Aquilo sim foi curioso. Afinal, nos tempos modernos aquilo era mera mitologia e ninguém acreditava verdadeiramente na existência desses deuses.
— É complicado — Pedro respondeu.
Jin fez uma feição cínica.
— Poisé. É exatamente por isso que não acredito em nenhuma força além da minha própria — disse.
— Esperto.
— Mas e você? Acredita em alguma coisa? — Ele perguntou.
— Ah! Eu sou católico.
— Ca… tólico? O que é isso? — Jin ficou confuso. — Por acaso são seguidores de algum deus que se chama Cá?
Pedro se divertiu um pouco com o embaraço dele.
— Não, Jin. Por Deus! — disse ele em um tom alegre. — É complicado, eu mesmo não sei muito. Coisa de família. Então nem adianta tentar te explicar.
— Sua família tem um deus? — perguntou com perplexidade. Provavelmente chegou às suas próprias conclusões.
A conversa que eles mantiveram a seguir foi tranquila. Pelo resto da viagem, ambos trocaram experiências e aventuras passadas. Pedro o fez de modo vago, nunca revelando demais. Contudo, achou Jin uma pessoa muito agradável de se conversar.
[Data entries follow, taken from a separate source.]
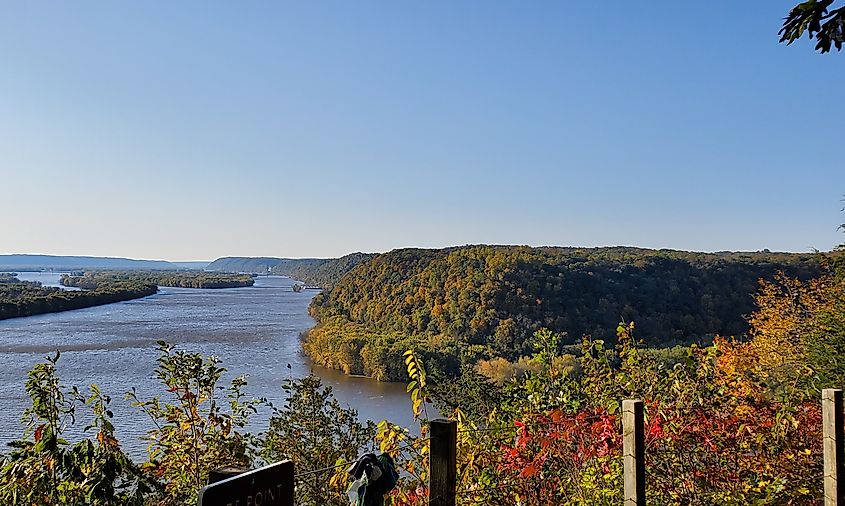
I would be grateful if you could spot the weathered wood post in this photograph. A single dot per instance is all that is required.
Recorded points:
(272, 485)
(443, 463)
(834, 447)
(633, 451)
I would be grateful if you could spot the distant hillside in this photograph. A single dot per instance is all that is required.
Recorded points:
(67, 263)
(497, 296)
(322, 272)
(258, 265)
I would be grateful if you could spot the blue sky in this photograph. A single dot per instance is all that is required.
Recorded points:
(193, 130)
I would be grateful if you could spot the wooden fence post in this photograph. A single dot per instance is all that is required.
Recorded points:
(834, 447)
(633, 451)
(443, 463)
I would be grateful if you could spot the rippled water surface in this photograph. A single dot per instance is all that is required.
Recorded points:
(254, 330)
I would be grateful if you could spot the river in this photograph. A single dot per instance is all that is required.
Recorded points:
(253, 330)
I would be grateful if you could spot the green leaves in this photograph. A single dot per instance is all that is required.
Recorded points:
(814, 18)
(45, 469)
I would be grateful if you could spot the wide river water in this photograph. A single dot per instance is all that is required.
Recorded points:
(254, 331)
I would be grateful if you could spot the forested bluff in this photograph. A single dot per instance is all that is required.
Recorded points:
(24, 298)
(462, 305)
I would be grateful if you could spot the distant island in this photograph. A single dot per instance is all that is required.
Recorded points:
(323, 272)
(79, 263)
(463, 304)
(26, 298)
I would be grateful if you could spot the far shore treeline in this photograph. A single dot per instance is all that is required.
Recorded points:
(26, 298)
(464, 304)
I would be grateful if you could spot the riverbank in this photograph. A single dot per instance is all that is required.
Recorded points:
(253, 330)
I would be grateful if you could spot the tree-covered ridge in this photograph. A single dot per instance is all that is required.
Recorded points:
(257, 265)
(737, 422)
(496, 297)
(25, 298)
(92, 280)
(323, 273)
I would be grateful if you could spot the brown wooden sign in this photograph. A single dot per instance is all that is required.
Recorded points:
(269, 486)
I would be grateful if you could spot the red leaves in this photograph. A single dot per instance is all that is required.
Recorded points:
(38, 432)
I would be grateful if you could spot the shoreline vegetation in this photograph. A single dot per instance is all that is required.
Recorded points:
(457, 307)
(26, 298)
(734, 422)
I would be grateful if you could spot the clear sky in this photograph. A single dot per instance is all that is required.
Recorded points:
(192, 130)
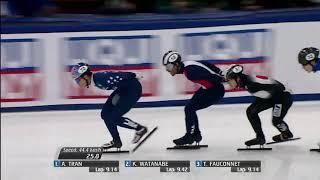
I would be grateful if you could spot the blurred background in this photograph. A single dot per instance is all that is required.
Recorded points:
(113, 7)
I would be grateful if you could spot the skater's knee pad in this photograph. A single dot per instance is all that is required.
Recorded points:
(251, 112)
(189, 109)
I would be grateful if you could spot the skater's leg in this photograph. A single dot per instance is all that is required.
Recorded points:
(252, 113)
(280, 110)
(200, 100)
(111, 126)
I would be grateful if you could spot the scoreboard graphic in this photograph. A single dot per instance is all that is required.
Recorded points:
(91, 157)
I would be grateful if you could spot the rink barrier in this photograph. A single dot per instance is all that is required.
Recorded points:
(155, 22)
(169, 103)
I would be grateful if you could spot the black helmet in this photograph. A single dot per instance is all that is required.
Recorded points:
(234, 71)
(306, 55)
(171, 57)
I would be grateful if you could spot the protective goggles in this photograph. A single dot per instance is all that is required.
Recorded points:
(78, 80)
(169, 67)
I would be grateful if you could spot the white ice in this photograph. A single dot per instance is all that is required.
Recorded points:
(30, 142)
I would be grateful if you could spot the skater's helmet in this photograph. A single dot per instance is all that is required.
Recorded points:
(234, 71)
(171, 57)
(306, 55)
(79, 70)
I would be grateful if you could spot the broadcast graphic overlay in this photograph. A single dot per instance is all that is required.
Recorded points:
(85, 157)
(236, 166)
(165, 166)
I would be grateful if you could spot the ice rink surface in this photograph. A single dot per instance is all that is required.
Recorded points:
(30, 142)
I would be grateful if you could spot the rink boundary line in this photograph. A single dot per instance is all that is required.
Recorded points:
(152, 104)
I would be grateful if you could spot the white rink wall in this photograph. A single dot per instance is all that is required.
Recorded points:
(34, 66)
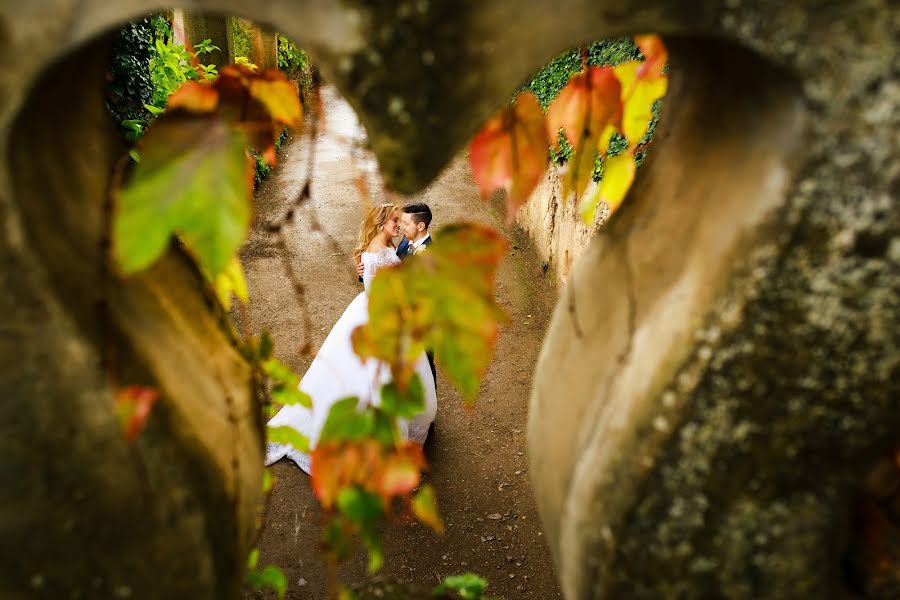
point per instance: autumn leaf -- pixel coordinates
(441, 299)
(194, 97)
(132, 406)
(385, 470)
(401, 470)
(279, 96)
(587, 110)
(655, 56)
(194, 179)
(586, 105)
(424, 506)
(510, 152)
(403, 403)
(618, 175)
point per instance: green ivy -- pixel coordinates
(295, 64)
(549, 81)
(129, 86)
(240, 38)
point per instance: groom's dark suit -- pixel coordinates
(405, 249)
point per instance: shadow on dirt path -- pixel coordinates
(477, 456)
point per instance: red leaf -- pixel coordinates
(510, 152)
(443, 299)
(194, 97)
(589, 102)
(133, 404)
(585, 109)
(402, 471)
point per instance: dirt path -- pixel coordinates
(477, 456)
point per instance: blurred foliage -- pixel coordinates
(129, 86)
(549, 81)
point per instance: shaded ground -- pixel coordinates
(477, 456)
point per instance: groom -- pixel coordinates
(414, 224)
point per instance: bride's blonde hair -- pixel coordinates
(372, 224)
E isso apesar de suas preocupações com as intenções sexuais do amigo. Felizmente, um dia de marcha era o suficiente para chegarem à Vilazinha, onde Pedro se manteria bem longe de seu caçador.
Nesse ínterim, Pedro descobriu que Jin estudou no melhor colégio da região, se formou com uns vinte anos e daí foi para o exército pessoal da família real. Ele serviu cinco anos como oficial de logística e intendência, daí sua habilidade.
— Somos parecidos, então? — perguntou Jin.
— É. Mas no meu caso não fui mandado de verdade pra uma guerra, né? — respondeu solenemente o amigo.
— Sério?
— Er… não esse tipo de guerra, pelo menos.
— Ehr?! Talvez o Leste seja mesmo muito pacifico. Bom, você deve ter passado por muita coisa depois daquilo, para ser tão frio assim — disse ele.
Pedro devolveu um sorriso sem graça. De fato, ele também tinha suas experiências. Algumas na Terra, que por algum motivo não queria lembrar.
Também já participou de uma guerra em Ark, uma que ele mesmo provocou, mas nunca parou para refletir sobre. Não até aquele dia.
Esse assunto fez com que Pedro se lembrasse mais uma vez do sentimento estranho de mais cedo. Sua mente estava em paz agora, mas aquilo ainda o prendia.
“Esse mundo aqui não tem medicina moderna. A maioria que vai à guerra normalmente não volta”, se lembrou.
Ele então decidiu gravar estas palavras na carne: Não colocar meus súditos em risco.
— Aliás, no início minha noiva falou algo assim também. “Você parece muito frio” e blá, blá, blá, — chamou Jin, mudando o assunto.
— En?! Ah… — disse, voltando à realidade. — Mulheres…
Ele olhou para Pedro e sorriu.
— Sim. Mulheres…
— O que eu estou dizendo?! Eu mesmo não sou uma linda mulher às vezes? Hohoho…
O tom baixo e sugestivo que ele usou fez Pedro tremer. Ele se afastou um pouco, por puro medo.
“Retiro o que eu disse mais cedo! Esse cara com certeza tá tramando alguma coisa!!”, concluiu, decidido a hospedar Jin no local mais distante de sua propriedade quando chegassem.